# 2. RAG system - Retriever, Generator pipeline

The idea of this notebook is to show how to configure the RAG system to make an inference pipeline.
The pipeline is composed first by:
- defining all the configuration needed
- defining the LLM and the embeddings models
- loading the ingested vector database and defining the retrieval from it
- defining the prompt template and the conversational memory buffer,
- finally defining the chain(retrieval QA chain).

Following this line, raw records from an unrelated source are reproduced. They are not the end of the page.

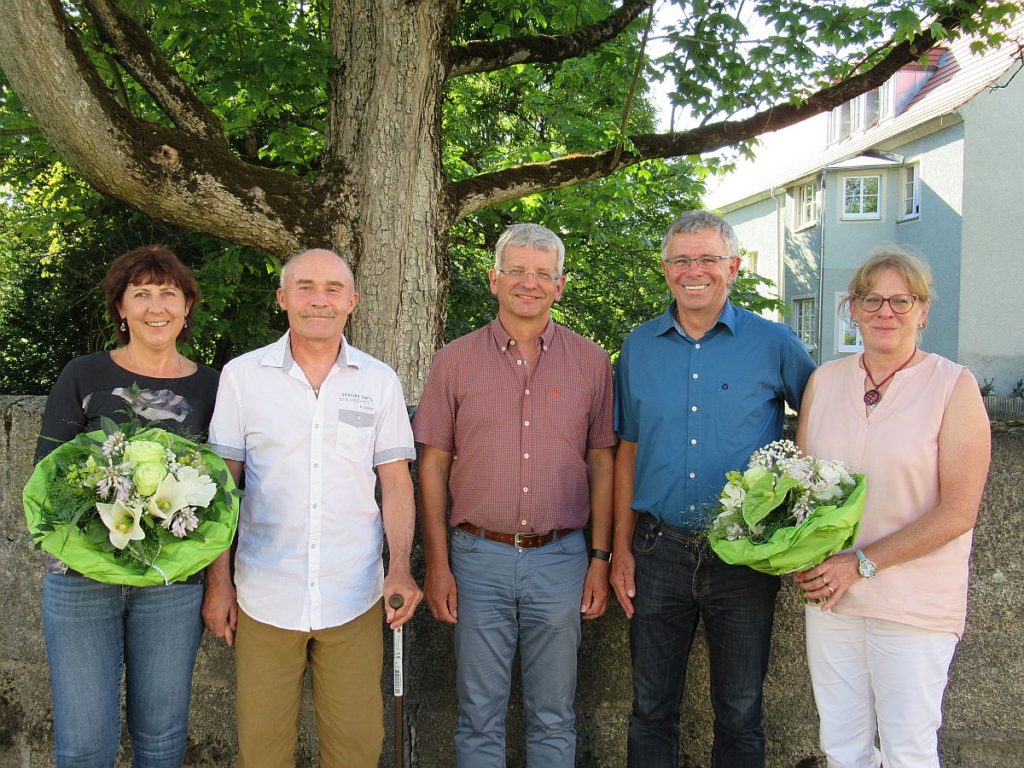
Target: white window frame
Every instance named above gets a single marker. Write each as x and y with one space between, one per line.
847 337
807 205
860 215
910 188
887 99
752 260
807 333
839 123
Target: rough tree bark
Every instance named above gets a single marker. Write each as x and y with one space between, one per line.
381 197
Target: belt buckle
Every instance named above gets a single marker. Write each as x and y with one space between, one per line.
518 536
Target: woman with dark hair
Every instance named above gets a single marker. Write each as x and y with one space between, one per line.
885 616
94 631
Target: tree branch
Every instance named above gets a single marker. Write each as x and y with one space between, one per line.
476 193
172 174
136 52
487 55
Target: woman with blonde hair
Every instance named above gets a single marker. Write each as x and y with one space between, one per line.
884 619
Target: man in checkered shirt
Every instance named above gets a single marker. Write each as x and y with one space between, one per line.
515 422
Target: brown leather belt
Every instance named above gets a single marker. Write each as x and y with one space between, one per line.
519 541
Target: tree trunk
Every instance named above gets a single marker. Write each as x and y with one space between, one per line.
384 148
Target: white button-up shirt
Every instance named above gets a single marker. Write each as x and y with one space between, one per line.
309 529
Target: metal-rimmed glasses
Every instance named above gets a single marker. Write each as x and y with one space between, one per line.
541 276
900 303
705 262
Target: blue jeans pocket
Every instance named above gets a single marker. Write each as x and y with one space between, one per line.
645 538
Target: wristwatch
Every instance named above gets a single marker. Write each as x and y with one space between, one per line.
865 567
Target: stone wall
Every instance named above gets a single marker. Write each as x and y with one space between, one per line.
982 724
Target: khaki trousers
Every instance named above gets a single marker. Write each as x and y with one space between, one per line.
346 664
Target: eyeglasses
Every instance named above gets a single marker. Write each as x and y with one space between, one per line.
900 303
705 262
541 276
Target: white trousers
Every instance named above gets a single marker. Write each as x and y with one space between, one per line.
873 676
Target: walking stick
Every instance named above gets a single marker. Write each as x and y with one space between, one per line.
396 601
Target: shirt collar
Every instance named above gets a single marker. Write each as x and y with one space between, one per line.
727 317
279 354
502 337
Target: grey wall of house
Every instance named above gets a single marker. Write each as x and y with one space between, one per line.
760 232
992 270
981 722
936 233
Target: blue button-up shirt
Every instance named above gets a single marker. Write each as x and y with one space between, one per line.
697 409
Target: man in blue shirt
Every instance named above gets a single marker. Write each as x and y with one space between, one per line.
697 390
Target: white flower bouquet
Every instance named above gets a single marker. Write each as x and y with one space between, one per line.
786 511
132 506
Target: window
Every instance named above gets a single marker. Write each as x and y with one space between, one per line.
847 335
807 211
839 123
864 111
752 261
805 315
860 198
887 98
911 193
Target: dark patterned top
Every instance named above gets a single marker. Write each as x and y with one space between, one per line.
94 385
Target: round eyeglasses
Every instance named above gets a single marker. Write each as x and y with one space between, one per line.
900 303
522 274
705 262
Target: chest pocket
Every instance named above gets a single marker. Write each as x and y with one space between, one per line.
355 435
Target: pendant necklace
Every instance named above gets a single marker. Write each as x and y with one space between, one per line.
871 396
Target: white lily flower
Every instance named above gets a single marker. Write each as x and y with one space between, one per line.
122 521
170 497
199 487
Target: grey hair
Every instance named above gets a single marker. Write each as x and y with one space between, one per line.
530 236
296 257
910 266
692 222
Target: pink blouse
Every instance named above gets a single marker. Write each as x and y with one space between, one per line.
896 446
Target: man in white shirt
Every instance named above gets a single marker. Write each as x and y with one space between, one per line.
306 420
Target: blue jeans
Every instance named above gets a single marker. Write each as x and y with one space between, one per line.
507 596
92 631
679 583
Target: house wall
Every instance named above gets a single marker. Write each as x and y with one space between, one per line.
757 229
991 281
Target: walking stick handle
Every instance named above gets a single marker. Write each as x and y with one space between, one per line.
396 601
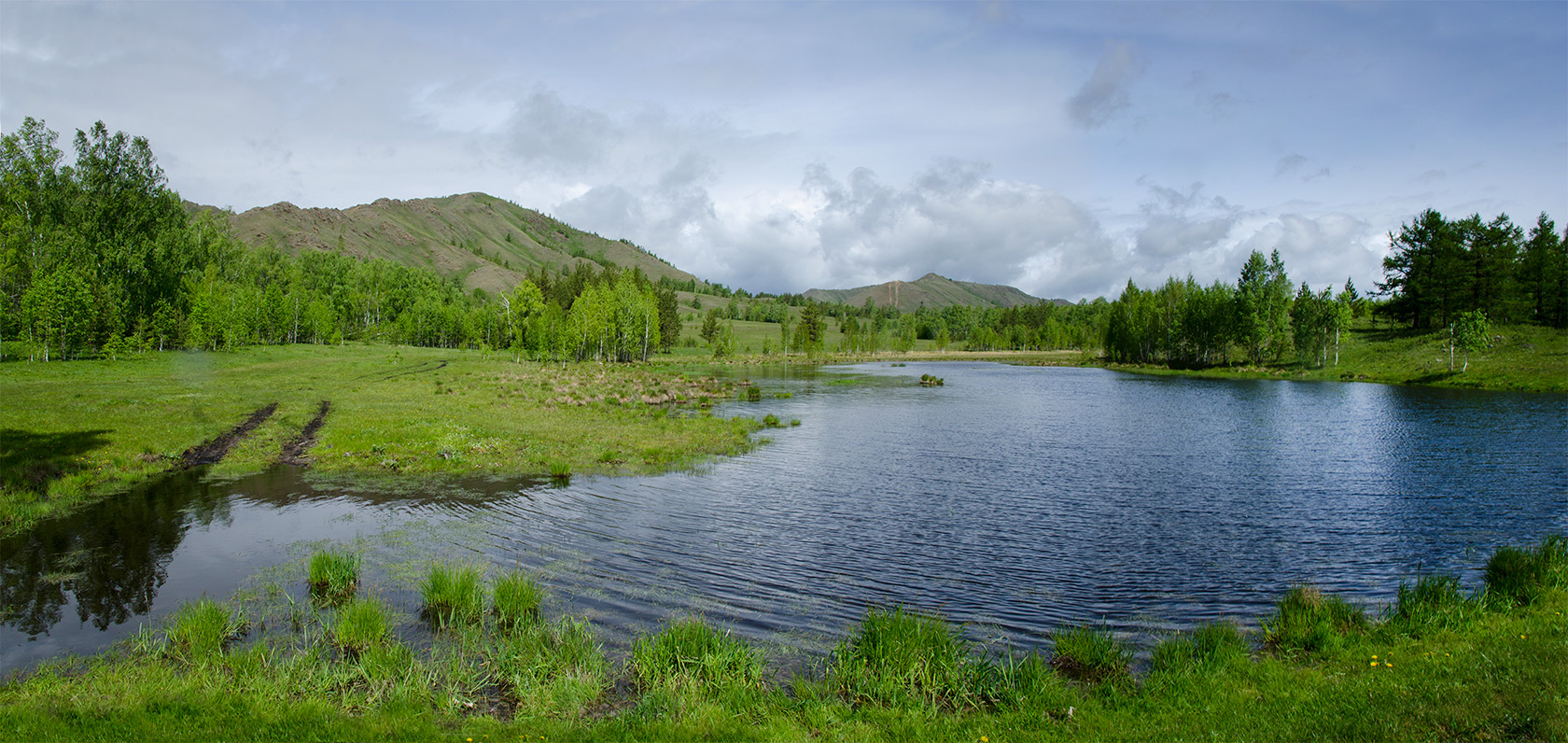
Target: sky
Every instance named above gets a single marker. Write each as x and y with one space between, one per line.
1058 147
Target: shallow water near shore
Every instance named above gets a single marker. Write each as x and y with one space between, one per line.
1012 498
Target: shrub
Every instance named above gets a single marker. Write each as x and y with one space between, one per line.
901 659
333 576
1090 654
361 624
1519 577
516 599
1305 620
693 652
454 593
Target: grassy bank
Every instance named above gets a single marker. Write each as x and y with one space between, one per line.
71 433
1434 665
1519 357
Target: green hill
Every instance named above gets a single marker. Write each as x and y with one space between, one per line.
931 290
486 242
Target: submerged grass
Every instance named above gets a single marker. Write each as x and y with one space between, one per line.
77 431
1491 673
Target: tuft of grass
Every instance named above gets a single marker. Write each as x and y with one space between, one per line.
903 659
361 624
1434 602
1307 620
553 669
516 599
334 576
1519 577
454 593
1090 654
1208 646
201 629
691 652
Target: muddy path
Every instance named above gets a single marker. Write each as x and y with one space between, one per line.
214 450
416 369
297 447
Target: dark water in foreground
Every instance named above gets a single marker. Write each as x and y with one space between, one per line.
1012 498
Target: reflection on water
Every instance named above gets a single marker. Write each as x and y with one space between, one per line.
1010 498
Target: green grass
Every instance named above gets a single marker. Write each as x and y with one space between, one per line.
516 599
899 657
361 624
1090 654
691 652
76 431
1491 674
454 593
334 576
1307 620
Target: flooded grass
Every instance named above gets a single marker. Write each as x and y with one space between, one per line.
74 433
896 676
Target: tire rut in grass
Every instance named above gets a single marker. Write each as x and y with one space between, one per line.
297 447
214 450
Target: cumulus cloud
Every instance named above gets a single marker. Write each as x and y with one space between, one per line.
1106 91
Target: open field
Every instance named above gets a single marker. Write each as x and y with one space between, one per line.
74 431
1434 665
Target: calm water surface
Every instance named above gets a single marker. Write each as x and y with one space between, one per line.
1012 498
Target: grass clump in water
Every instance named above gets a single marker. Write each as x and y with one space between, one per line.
516 599
454 593
1210 646
361 624
1519 577
903 659
201 629
553 669
1307 620
333 576
691 652
1090 654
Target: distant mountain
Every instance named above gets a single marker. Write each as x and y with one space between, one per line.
931 290
477 237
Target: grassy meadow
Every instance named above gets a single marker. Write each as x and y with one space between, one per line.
76 431
1438 664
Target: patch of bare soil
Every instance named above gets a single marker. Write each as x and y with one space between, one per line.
297 447
214 450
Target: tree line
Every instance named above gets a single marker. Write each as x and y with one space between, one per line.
101 258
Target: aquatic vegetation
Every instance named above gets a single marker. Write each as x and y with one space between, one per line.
200 629
333 576
897 657
1519 577
361 624
516 599
1090 654
692 652
1307 620
454 593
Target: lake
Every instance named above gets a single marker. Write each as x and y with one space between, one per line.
1012 498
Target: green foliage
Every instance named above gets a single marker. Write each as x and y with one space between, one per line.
1519 577
1090 654
691 652
1432 604
361 624
201 629
1307 620
1210 646
334 576
516 599
905 659
454 593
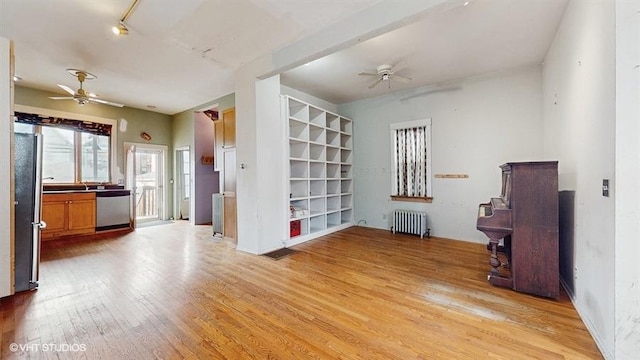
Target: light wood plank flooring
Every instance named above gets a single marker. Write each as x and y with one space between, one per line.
173 292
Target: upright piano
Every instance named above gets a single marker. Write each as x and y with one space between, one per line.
522 227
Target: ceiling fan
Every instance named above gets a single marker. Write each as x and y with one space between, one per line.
81 96
387 72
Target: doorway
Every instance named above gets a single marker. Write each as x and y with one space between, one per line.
146 178
183 183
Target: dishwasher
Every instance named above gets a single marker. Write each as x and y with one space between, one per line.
113 209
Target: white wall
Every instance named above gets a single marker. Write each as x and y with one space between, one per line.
260 165
477 125
323 104
579 130
6 197
627 185
206 180
254 214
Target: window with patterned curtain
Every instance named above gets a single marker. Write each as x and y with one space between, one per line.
411 159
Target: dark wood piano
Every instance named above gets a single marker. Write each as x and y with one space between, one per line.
522 227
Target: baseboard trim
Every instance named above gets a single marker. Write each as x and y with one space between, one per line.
587 322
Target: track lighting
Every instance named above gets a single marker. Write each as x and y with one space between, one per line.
121 28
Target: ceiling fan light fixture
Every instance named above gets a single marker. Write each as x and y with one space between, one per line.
120 29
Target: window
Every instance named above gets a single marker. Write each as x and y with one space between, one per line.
60 147
186 181
411 160
73 151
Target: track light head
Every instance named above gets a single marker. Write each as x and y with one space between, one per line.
120 29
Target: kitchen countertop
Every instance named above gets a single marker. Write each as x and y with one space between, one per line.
81 188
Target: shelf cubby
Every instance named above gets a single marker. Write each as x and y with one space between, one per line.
333 187
298 130
345 141
333 121
298 110
346 216
298 149
316 170
333 154
298 188
345 125
345 156
320 169
299 204
316 152
333 219
304 226
317 187
333 203
317 116
316 206
316 134
345 171
346 201
346 186
333 171
318 223
333 138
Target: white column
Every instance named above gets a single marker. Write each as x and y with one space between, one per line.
6 177
626 188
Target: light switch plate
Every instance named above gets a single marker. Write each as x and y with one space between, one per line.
605 187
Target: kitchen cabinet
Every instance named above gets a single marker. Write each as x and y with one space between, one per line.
66 214
224 136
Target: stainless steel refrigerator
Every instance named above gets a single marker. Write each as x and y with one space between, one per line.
28 209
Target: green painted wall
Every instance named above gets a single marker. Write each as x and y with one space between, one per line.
183 127
159 126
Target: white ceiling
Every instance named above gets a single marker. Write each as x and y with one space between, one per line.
181 54
442 47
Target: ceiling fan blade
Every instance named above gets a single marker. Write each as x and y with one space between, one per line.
105 102
398 67
375 83
67 89
401 78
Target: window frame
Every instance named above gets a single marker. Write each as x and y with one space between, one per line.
406 125
113 178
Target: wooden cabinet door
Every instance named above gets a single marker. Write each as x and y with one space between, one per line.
82 214
54 214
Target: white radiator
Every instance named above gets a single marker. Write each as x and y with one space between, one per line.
410 222
217 213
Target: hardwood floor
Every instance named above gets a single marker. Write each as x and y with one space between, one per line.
173 291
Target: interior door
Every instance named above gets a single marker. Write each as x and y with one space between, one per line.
229 186
148 174
229 173
183 183
130 181
145 178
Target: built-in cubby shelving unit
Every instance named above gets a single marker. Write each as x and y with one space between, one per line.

<b>The whole pipeline (RAG system - Retriever, Generator pipeline is circled with blue-2)</b>

![image.png](attachment:image.png)

In [1]:
# Install the langchain and langchain-community packages
!pip install langchain langchain-community boto3



For our use case, we are going to work **Langchain**.

**Langchain** is a very powerful LLM/Agent orchestration tool that allows us to easily create and manage LLMs and Agents. **Langchain** provides all the necessary tools to create a whole RAG system, from the data ingestion pipeline to the inference pipeline.

In [5]:
# Importing all the neccessary modules/libraries
from langchain.chains import RetrievalQA
from langchain.memory import ConversationBufferWindowMemory
from langchain.prompts import PromptTemplate
#from langchain_community.chat_models import BedrockChat
from langchain_aws import ChatBedrock
from langchain_aws import BedrockEmbeddings
#from langchain_community.embeddings import BedrockEmbeddings
from langchain_community.vectorstores import FAISS

In this step, we need to define the configuration of the first step of the pipeline. In the configuration we are going to define the:
- Region name and the credentials profile name of our AWS account
- The embedding model that we are going to use to embed the data and the configuration of the embedding model(dimension of the vector embeddings and the normalization of the embeddings)
- The LLM model that we are going to use to generate the output and the configuration of the LLM model(maximum tokens, top k, top p, temperature)
- The retriever configuration, basically the metric and the number of documents that we are going to retrieve(other additional arguments if the metrics of the retriever is changed)
- The path of the vector database that we are going to use for the retrieval
- The input key, memory key and input variables that are going to be used in the prompt.
- The prompt template used for the inference(chain) pipeline

In [6]:
# Defining the configuration
REGION_NAME = "us-east-1"
#CREDENTIALS_PROFILE_NAME = "ML"

EMBEDDER_MODEL_ID = "amazon.titan-embed-text-v2:0"
EMBEDDER_MODEL_KWARGS = {
    "dimensions": 512,
    "normalize": True
}

LLM_MODEL_ID = "anthropic.claude-3-sonnet-20240229-v1:0" # anthropic.claude-3-haiku-20240307-v1:0 or anthropic.claude-3-sonnet-20240229-v1:0 or anthropic.claude-v2:1
LLM_MODEL_KWARGS = {
    "max_tokens": 4096,
    "temperature": 0.1,
    "top_p": 1,
    "top_k": 250,
    "stop_sequences": ["\n\nHuman"]
}

SEARCH_TYPE = "similarity"
RETRIEVER_KWARGS = {
    "k": 5
}

VECTOR_STORE_PATH = "./vector_database/"

INPUT_KEY = "question"
MEMORY_KEY = "history"
INPUT_VARIABLES = ["context", "history", "question"]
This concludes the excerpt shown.